Stuart can also minimize her paperwork at the end of her day and get home to make dinner and try to capture the attention of her sons. The key is the "fourth exam room" concept. This is a schedule that will allow Stuart to complete her work over the course of the day instead of at 5 p.m. It works like this: Stuart sees three patients in a row. During the next, fourth "visit," she spends time returning calls and wrapping up documentation. At the end of the day, there is no stack of messages and charts to go through. Rather, it is done over the course of the day - and done more easily, since patients and physicians will be available, resulting in fewer "repeat" messages to deal with.
Documenting patient visits as they occur can also translate into more services captured.

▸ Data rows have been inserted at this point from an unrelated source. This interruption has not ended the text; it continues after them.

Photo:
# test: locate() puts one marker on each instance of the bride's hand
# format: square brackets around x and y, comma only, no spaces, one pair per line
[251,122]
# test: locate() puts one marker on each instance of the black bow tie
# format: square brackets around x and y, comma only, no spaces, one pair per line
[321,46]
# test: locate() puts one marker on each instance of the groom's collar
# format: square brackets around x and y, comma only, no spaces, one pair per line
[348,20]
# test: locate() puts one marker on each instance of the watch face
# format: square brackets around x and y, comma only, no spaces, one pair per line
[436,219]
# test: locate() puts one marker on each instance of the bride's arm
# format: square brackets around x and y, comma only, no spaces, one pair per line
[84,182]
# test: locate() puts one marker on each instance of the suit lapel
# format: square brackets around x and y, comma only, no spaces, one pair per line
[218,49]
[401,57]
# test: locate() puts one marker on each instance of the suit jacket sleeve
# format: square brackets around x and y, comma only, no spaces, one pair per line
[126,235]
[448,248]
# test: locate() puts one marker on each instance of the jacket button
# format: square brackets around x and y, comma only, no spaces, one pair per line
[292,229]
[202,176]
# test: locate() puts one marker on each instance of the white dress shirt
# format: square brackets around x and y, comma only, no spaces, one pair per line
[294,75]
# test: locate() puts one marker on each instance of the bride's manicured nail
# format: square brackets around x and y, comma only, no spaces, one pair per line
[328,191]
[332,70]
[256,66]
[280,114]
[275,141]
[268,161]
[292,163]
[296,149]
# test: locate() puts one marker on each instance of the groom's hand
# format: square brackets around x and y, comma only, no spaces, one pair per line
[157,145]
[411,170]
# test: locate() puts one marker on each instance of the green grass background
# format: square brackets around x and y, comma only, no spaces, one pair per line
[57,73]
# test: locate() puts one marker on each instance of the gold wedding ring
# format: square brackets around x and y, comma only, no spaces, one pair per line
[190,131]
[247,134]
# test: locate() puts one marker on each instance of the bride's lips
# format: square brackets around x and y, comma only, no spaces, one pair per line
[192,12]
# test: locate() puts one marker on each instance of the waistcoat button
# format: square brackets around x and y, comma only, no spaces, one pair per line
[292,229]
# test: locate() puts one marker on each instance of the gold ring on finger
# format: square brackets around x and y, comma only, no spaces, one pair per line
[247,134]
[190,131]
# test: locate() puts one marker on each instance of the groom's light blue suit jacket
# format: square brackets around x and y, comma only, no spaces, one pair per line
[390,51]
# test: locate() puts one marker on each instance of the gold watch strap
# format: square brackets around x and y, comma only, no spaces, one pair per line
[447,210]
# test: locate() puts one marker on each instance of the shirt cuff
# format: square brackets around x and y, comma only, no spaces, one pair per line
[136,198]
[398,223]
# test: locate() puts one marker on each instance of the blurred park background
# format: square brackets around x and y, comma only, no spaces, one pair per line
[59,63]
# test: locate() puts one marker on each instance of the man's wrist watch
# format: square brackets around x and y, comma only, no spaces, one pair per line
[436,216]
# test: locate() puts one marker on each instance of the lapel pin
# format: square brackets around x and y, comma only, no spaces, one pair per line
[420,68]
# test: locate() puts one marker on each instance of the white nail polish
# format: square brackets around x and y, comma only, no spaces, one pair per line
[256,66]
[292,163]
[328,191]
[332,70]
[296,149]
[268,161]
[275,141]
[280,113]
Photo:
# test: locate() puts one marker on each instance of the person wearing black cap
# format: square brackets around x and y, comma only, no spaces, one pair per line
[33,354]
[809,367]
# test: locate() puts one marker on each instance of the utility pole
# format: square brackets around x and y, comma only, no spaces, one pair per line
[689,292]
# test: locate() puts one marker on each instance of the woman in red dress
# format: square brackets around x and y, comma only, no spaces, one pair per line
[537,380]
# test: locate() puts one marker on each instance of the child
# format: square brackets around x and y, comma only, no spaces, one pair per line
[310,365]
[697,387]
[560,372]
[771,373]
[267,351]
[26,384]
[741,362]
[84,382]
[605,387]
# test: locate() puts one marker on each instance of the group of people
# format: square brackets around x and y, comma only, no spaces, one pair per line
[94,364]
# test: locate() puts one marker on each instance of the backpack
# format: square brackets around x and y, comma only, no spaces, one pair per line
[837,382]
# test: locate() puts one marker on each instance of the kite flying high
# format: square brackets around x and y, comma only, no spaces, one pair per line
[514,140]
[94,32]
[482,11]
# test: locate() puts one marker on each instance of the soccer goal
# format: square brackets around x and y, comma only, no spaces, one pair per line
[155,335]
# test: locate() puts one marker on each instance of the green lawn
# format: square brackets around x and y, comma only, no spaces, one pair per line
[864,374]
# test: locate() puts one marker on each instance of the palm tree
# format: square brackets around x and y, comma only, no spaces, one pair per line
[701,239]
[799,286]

By extending her hours slightly, Stuart can actually see more patients and end her day sooner. See the hypothetical, simplified schedule:
These changes will be easier for Stuart than for other physicians because she has an EMR. She currently finds it fairly painful to use except for very routine annual visits. She has templates developed for those, and they take her just five minutes to document. A colposcopy, on the other hand, might take her 10 minutes to chart in the system. Stuart has had her EMR since 2000. She needs to set aside a couple of long weekends to really dig in and create more templates to speed up her documentation. It's hard to set aside such time, but it will save Stuart much effort in the long run.
Her planned expansion into laser-based and other cosmetic services should also help boost revenue and make life as a solo physician a little easier to bear. But most of that rests on the bedrock of careful tracking.